Begitu tinggi tingkat korupsi di negeri ini, dan begitu luas penyebaran para koruptornya. Dalam hal ini istilah “Korupsi Berjemaah” dari Amien Rais ataupun istilah “ditebang satu, tumbuh seribu” itu memang tepat menggambarkan gemparnya kasus-kasus korupsi yang tidak henti-hentinya melanda negeri ini. Ditangkap satu koruptor, muncul koruptor-koruptor lain yang sudah siap menggantikan posisinya sebagai orang yang merugikan jutaan rakyat itu.
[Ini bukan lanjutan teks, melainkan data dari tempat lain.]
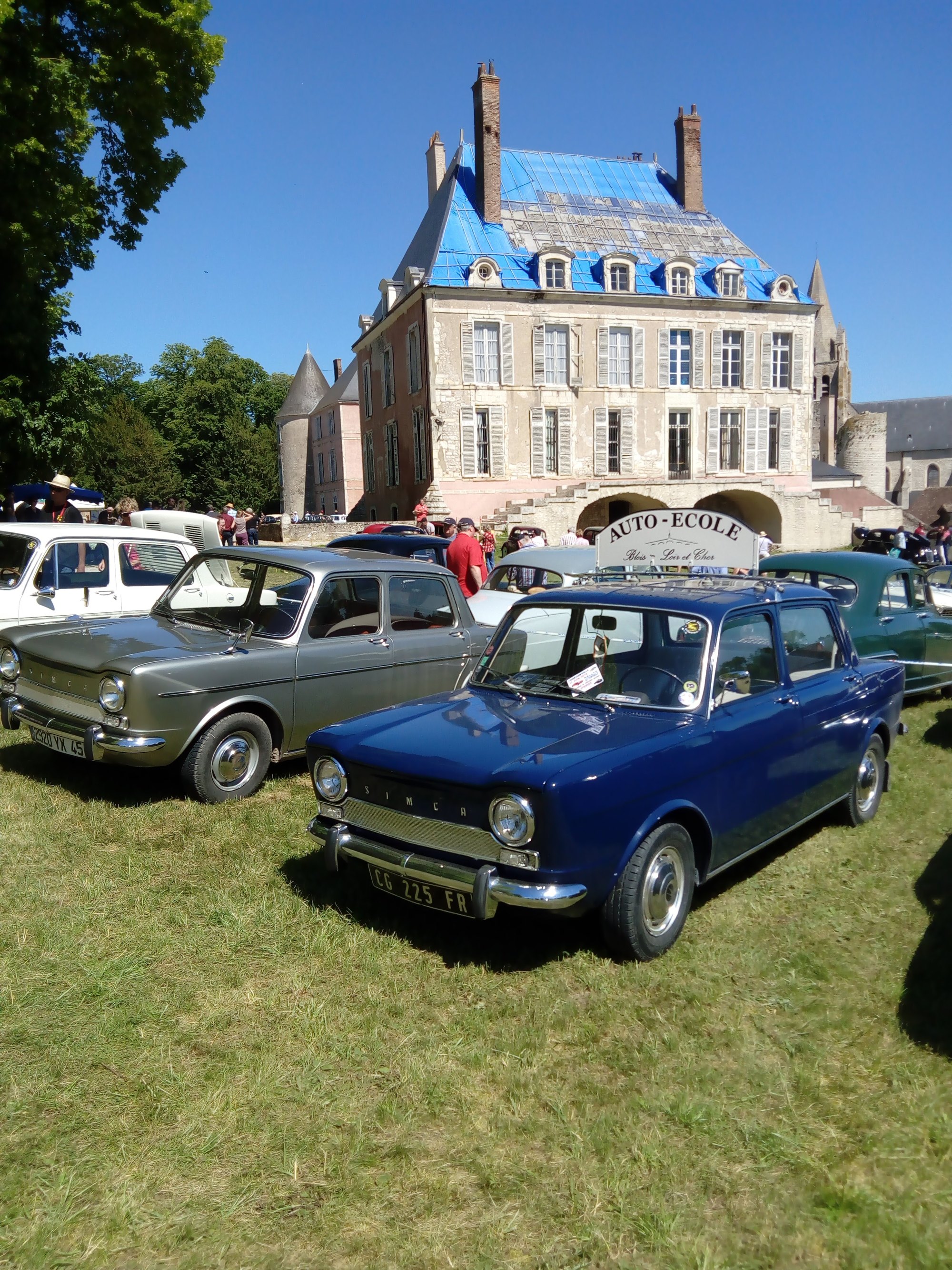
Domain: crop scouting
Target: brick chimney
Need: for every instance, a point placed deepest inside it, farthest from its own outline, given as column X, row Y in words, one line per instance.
column 486, row 110
column 687, row 134
column 436, row 166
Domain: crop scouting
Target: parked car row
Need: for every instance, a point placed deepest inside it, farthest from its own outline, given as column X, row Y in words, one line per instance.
column 585, row 755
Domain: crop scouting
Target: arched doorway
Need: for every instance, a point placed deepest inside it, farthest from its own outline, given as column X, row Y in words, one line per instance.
column 758, row 512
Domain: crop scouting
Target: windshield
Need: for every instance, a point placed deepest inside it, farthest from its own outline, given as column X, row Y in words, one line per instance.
column 220, row 592
column 16, row 551
column 635, row 657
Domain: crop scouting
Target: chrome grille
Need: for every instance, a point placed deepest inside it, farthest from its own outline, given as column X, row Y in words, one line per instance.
column 438, row 835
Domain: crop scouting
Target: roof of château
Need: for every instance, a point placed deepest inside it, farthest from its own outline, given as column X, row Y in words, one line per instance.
column 588, row 205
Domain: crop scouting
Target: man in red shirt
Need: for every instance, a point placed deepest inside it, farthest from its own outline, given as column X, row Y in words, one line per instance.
column 465, row 558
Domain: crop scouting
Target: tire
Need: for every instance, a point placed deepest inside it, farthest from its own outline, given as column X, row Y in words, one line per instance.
column 863, row 800
column 649, row 905
column 230, row 759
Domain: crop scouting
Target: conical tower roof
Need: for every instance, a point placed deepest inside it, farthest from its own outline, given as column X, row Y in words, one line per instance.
column 307, row 390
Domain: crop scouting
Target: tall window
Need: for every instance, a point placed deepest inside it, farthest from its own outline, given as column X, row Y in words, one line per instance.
column 558, row 355
column 620, row 277
column 730, row 440
column 551, row 441
column 367, row 391
column 555, row 275
column 620, row 356
column 774, row 448
column 732, row 357
column 486, row 352
column 680, row 359
column 615, row 441
column 414, row 346
column 680, row 445
column 419, row 448
column 781, row 361
column 389, row 395
column 483, row 442
column 390, row 454
column 368, row 482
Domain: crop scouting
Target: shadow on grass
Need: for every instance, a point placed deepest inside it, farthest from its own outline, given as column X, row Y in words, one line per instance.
column 515, row 940
column 926, row 1006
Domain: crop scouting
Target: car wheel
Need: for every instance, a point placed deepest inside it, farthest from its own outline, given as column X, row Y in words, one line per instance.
column 230, row 759
column 863, row 800
column 650, row 902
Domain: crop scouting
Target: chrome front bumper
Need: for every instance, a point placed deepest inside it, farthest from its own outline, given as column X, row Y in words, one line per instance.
column 97, row 742
column 486, row 887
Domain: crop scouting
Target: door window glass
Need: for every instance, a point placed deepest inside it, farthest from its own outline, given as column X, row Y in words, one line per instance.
column 346, row 606
column 747, row 660
column 894, row 593
column 810, row 642
column 74, row 566
column 149, row 564
column 419, row 604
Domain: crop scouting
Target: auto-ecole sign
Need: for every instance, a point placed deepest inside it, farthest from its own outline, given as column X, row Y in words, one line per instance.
column 677, row 538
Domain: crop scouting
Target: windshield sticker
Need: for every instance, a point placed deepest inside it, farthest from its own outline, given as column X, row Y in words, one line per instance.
column 585, row 680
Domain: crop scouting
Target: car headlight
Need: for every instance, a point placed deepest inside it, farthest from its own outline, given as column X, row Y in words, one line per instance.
column 330, row 780
column 112, row 694
column 512, row 820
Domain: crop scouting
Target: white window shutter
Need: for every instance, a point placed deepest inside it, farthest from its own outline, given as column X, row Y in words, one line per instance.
column 601, row 441
column 697, row 359
column 714, row 440
column 749, row 359
column 785, row 441
column 578, row 359
column 466, row 349
column 537, row 441
column 716, row 361
column 467, row 440
column 565, row 441
column 539, row 356
column 638, row 357
column 507, row 359
column 796, row 379
column 626, row 448
column 497, row 441
column 767, row 360
column 604, row 357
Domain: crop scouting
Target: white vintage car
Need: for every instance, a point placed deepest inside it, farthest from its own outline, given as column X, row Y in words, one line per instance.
column 50, row 572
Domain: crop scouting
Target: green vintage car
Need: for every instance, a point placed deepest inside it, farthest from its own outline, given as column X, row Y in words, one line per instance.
column 886, row 605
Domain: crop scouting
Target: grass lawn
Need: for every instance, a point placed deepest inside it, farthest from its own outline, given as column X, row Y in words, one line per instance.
column 212, row 1056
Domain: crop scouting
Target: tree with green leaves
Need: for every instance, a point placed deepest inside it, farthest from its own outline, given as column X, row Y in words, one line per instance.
column 84, row 80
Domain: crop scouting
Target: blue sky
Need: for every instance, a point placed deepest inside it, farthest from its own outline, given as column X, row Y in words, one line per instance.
column 825, row 128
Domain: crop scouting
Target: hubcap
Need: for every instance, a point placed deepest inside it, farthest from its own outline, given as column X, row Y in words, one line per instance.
column 867, row 780
column 235, row 760
column 663, row 890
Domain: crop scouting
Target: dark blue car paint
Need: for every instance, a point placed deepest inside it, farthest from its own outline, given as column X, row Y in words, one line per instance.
column 738, row 776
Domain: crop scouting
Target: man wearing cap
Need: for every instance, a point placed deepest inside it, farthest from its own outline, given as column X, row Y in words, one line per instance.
column 59, row 506
column 465, row 558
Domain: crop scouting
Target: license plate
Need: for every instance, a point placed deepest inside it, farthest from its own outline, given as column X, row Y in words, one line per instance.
column 427, row 893
column 61, row 745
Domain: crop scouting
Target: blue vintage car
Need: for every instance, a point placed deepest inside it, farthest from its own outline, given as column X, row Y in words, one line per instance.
column 617, row 745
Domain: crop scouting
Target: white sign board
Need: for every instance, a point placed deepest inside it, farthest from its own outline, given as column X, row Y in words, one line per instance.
column 677, row 536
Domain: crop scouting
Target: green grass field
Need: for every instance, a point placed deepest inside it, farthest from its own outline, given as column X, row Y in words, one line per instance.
column 212, row 1056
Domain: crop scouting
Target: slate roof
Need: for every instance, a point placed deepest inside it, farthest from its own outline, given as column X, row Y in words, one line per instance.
column 928, row 421
column 591, row 206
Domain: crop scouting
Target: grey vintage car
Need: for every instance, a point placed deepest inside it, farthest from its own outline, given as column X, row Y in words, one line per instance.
column 247, row 653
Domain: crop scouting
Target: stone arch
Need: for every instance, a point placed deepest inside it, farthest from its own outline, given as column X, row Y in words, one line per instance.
column 597, row 515
column 757, row 511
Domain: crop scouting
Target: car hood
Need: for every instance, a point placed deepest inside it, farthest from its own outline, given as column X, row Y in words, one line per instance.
column 115, row 643
column 476, row 736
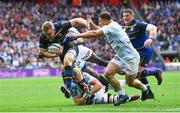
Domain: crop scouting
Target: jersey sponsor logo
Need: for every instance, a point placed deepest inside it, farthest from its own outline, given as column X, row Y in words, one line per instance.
column 87, row 55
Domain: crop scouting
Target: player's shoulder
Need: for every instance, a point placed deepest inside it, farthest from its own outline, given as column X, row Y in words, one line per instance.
column 73, row 30
column 138, row 22
column 122, row 23
column 42, row 36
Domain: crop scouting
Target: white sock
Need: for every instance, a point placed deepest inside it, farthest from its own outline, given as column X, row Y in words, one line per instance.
column 121, row 92
column 144, row 88
column 122, row 83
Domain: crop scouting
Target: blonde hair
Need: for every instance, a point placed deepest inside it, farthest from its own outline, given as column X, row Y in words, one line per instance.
column 46, row 26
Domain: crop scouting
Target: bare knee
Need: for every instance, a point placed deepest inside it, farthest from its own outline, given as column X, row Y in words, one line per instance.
column 68, row 60
column 130, row 84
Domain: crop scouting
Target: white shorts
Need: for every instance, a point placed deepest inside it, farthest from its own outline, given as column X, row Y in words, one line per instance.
column 100, row 97
column 81, row 64
column 130, row 67
column 84, row 53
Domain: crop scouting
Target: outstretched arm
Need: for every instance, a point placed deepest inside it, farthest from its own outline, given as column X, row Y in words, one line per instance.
column 91, row 24
column 89, row 34
column 152, row 29
column 78, row 22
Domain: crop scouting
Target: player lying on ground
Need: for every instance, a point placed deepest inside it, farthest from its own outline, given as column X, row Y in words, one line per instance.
column 55, row 33
column 126, row 58
column 137, row 32
column 92, row 93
Negeri ini memang pas dikatakan lumbung para koruptor.
Jika persatuan dan kesatuan makin dihindari dengan selalu berpecah belah, dan praktek korupsi terus mengalir deras, seakan menjadi sesuatu yang legitimated bagi para pelakunya, bagaimana ruang kemerdekaan sejati akan terwujud? dan bagaimana mungkin wacana kemerdekaan yang terus berkelindan ini dapat diterapkan dan diisi sebaik mungkin jika kita, pemerintah kita, wakil kita di DPR, terus dikebiri dengan persoalan-persoalan semacam itu? Bukan tidak mungkin retorika kemerdekaan ke depan akan semakin usang dan semakin meninggalkan substansinya.
Maka, agar kemerdekaan betul-betul menemukan arah dan isinya, hal-hal yang dapat menghambat perjalanan stabilitas negara, termasuk perilaku korupsi dan pertikaian/ perpecahan yang menciderai persatuan dan kesatuan harus segera diakhiri. Kalau perpecahan harus segera dicarikan upaya mendinginkan suasananya, bukan malah makin “dikompori” oleh pihak-pihak tertentu. Sedangkan kalau perilaku korupsi harus ditindak seberat-beratnya, bahkan dengan hukuman mati sekalipun. Hal ini jika mengacu pada UU RI No. 20 tahun 2001 tentang perubahan atas UU No.31 tahun 1999 tentang pemberantasan tindak pidana korupsi, yakni Pasal 2 ayat 1, di mana pidana mati dapat dijatuhkan jika pidana korupsi dilakukan bila keadaan negara dalam bahaya, bencana alam nasional, pengulangan tindak pidana korupsi atau pada waktu negara dalam keadaan krisis ekonomi dan moneter. Ini bertujuan agar para pelakunya jera dan betul-betul takut akan resiko yang bakal diterimanya. Cara ini juga dilakukan agar aset-aset negara ke depan bisa diselamatkan, dan perekonomian negara juga semakin stabil, dan dengan begitu maka jati diri kemerdekaan akan lebih mudah ditemukan, di mana ketika itu rakyat merasakan betul apa arti kemerdekaan itu.